Varios bandoneones que sobreviven en Uruguay pertenecen a familias de músicos fallecidos. Sebastián Mederos, docente del instrumento, uno de los cuatro bandoneonistas de la orquesta-escuela Bien de Abajo y también de varias formaciones tangueras, como el Cuarteto Morelia, consiguió su primer instrumento en Mercedes a los 20 años. Le habían dicho que había uno en manos de una viuda y viajó para convencerla de que se lo vendiera. Le explicó que su objetivo era estudiar y darle una nueva vida al fuelle. “No quería sacarle el alma al instrumento”. La familia se lo vendió a buen precio. Con ese instrumento se formó con Neubal Botero, profesor de bandoneón clásico en la Escuela Municipal de Música.
“Una guitarra la toca cualquiera, pero al bandoneón no todos lo tocan porque es más difícil. Eso genera una carga emocional. El instrumento queda muy ligado a la persona que lo tocaba. Su sonido y su timbre evocan cosas de los demás”, dice ahora Mederos, cuyo bandoneón AA de 1930 luce un nacarado floreado. “Es un cañazo, es como un Stradivarius”, compara.
El acercamiento de Mederos al instrumento surgió de la ausencia. En 2002 falleció su padre y sintió una fuerte necesidad de aprender. El bandoneón lo acercó a un mundo que ya no está más, ese que recrea la memoria, la nostalgia, el fuelle.
Di Matteo parece pesimista, cree que el instrumento está en vías de extinción. El sentir del tango sólo queda en aquel tiempo que fue. “Cuando era niño no sólo escuchábamos tango todo el día, lo veíamos tocar. Veías cómo se movían los músicos e ibas aprendiendo. Nosotros los admirábamos. Había un contagio, pero ahora acá se perdió. En Buenos Aires todavía quedan algunos”, dice con resignación.
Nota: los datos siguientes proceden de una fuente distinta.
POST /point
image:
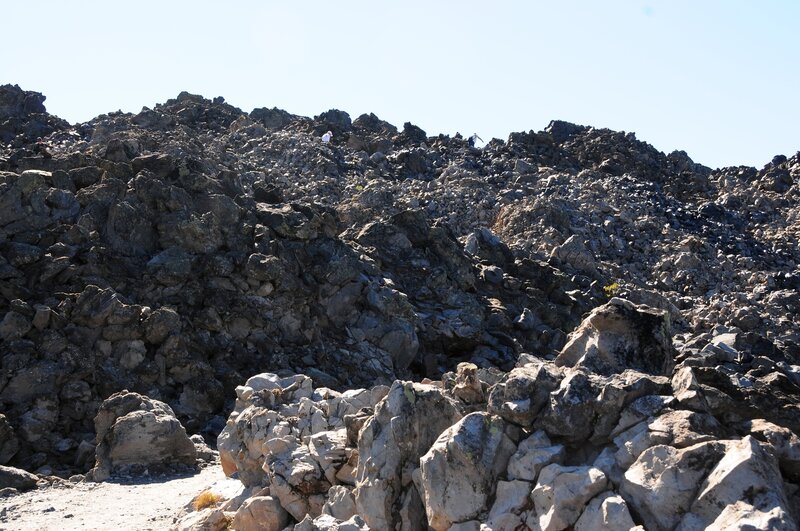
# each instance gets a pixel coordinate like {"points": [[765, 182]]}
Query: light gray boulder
{"points": [[562, 493], [744, 485], [618, 336], [511, 500], [134, 431], [260, 513], [16, 478], [459, 474], [662, 483], [405, 425], [606, 511], [533, 454], [9, 444]]}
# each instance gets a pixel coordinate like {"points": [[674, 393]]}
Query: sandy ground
{"points": [[118, 504]]}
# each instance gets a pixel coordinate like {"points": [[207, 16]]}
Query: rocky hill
{"points": [[602, 296]]}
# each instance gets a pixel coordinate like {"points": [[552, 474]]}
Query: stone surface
{"points": [[260, 513], [15, 478], [405, 425], [606, 511], [178, 251], [561, 494], [459, 472], [620, 336], [135, 432]]}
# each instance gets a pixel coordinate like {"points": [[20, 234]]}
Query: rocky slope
{"points": [[179, 251]]}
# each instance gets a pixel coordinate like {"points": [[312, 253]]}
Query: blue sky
{"points": [[718, 79]]}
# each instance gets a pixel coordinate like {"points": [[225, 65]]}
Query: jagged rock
{"points": [[260, 513], [663, 481], [9, 444], [16, 478], [784, 443], [405, 425], [511, 499], [606, 511], [561, 494], [525, 392], [134, 431], [329, 523], [619, 336], [341, 503], [176, 251], [744, 485], [533, 454], [211, 519], [458, 475]]}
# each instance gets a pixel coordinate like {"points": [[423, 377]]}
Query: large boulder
{"points": [[405, 425], [260, 513], [744, 486], [562, 492], [459, 474], [621, 335], [15, 478], [9, 444], [135, 432]]}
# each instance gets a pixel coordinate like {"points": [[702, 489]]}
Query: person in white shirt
{"points": [[473, 138]]}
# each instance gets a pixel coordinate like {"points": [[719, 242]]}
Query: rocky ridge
{"points": [[181, 250]]}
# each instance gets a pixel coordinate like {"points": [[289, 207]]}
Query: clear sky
{"points": [[717, 78]]}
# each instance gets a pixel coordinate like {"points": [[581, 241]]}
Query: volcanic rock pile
{"points": [[177, 252]]}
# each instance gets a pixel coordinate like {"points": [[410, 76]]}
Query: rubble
{"points": [[618, 325]]}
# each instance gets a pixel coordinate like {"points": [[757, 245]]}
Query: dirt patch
{"points": [[142, 504]]}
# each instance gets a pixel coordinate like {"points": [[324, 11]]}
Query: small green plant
{"points": [[611, 290], [206, 499]]}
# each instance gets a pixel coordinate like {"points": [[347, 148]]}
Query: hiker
{"points": [[41, 149]]}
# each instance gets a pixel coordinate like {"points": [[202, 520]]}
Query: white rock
{"points": [[533, 454], [459, 472], [510, 499], [562, 493], [663, 481], [260, 513], [328, 448], [405, 425], [341, 504], [606, 511], [748, 483], [212, 519]]}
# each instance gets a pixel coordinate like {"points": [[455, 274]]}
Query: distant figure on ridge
{"points": [[473, 138]]}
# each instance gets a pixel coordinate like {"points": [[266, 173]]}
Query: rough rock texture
{"points": [[14, 478], [619, 336], [459, 473], [135, 432], [179, 251], [405, 425]]}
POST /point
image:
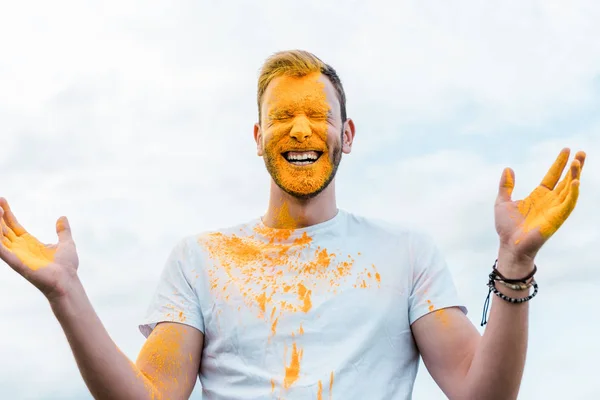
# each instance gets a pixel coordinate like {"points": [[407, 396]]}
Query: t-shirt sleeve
{"points": [[432, 285], [175, 299]]}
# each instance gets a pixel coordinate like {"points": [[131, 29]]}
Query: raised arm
{"points": [[469, 366], [169, 360]]}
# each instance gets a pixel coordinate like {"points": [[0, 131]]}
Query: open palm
{"points": [[525, 225], [48, 267]]}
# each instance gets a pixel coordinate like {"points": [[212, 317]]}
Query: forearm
{"points": [[497, 366], [107, 372]]}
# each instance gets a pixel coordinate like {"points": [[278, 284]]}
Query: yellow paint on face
{"points": [[299, 118]]}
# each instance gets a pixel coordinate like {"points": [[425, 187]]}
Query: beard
{"points": [[304, 182]]}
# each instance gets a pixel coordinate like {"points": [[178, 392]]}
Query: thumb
{"points": [[63, 230], [507, 184]]}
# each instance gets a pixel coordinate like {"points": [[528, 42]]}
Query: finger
{"points": [[555, 171], [7, 232], [563, 187], [7, 243], [580, 156], [63, 229], [571, 198], [10, 218], [507, 184]]}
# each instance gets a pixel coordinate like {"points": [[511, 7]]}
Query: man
{"points": [[308, 301]]}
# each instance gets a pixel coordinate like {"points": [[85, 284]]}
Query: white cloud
{"points": [[135, 120]]}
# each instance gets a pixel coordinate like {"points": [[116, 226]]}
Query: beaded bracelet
{"points": [[495, 276]]}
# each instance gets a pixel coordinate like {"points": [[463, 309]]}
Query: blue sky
{"points": [[134, 119]]}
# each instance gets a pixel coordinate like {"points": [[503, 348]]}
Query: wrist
{"points": [[64, 299], [513, 266]]}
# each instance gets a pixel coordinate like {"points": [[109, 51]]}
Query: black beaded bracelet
{"points": [[492, 288]]}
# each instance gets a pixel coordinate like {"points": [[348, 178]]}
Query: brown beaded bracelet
{"points": [[495, 276]]}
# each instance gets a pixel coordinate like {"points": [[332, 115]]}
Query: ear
{"points": [[348, 136], [258, 139]]}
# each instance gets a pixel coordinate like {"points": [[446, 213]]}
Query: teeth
{"points": [[302, 156]]}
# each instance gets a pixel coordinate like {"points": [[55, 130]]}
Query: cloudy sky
{"points": [[134, 118]]}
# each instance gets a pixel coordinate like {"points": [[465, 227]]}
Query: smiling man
{"points": [[309, 301]]}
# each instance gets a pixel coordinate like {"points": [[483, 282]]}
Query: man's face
{"points": [[300, 135]]}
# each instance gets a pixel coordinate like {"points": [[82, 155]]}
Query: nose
{"points": [[301, 129]]}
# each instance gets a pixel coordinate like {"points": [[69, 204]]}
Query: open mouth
{"points": [[302, 157]]}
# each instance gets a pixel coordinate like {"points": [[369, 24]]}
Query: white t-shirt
{"points": [[322, 312]]}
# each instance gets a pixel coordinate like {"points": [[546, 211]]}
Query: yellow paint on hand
{"points": [[551, 203]]}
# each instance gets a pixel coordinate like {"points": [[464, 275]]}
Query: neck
{"points": [[288, 212]]}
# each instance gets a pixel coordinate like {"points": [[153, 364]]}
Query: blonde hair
{"points": [[297, 63]]}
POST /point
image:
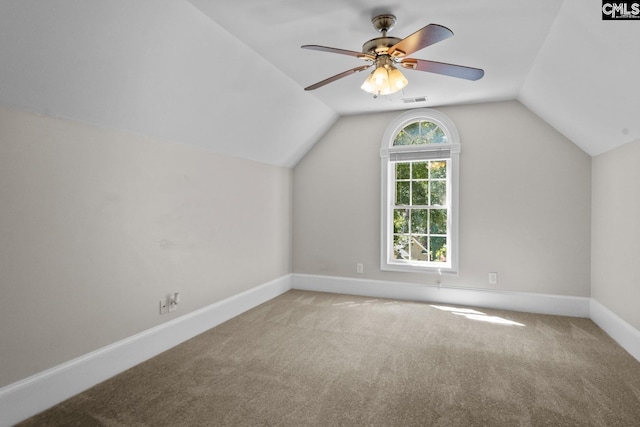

“En Argentina podés vivir tocando el bandoneón, pero acá no”, lamenta Ricardo Matteo, el jubilado que sigue restaurando el instrumento de la añoranza rioplatense por excelencia.
El bandoneón se echa en falta a sí mismo. Su misterio y aguda melancolía seguirán flotando en el Río de la Plata como la niebla. El bandoneón añora porque es pasado, porque inevitablemente evoca lo que ya no tiene. Primero lloró porque pasó de las manos de los pastores alemanes a los burdeles porteños. Cuando cumplió la mayoría de edad, lo mandaron a pelear una guerra que perdió y ya nunca cantó como antes. Ahora llora porque un virtuoso como Di Matteo no lo saca a pasear. Pobre bandoneón, siempre nostalgia.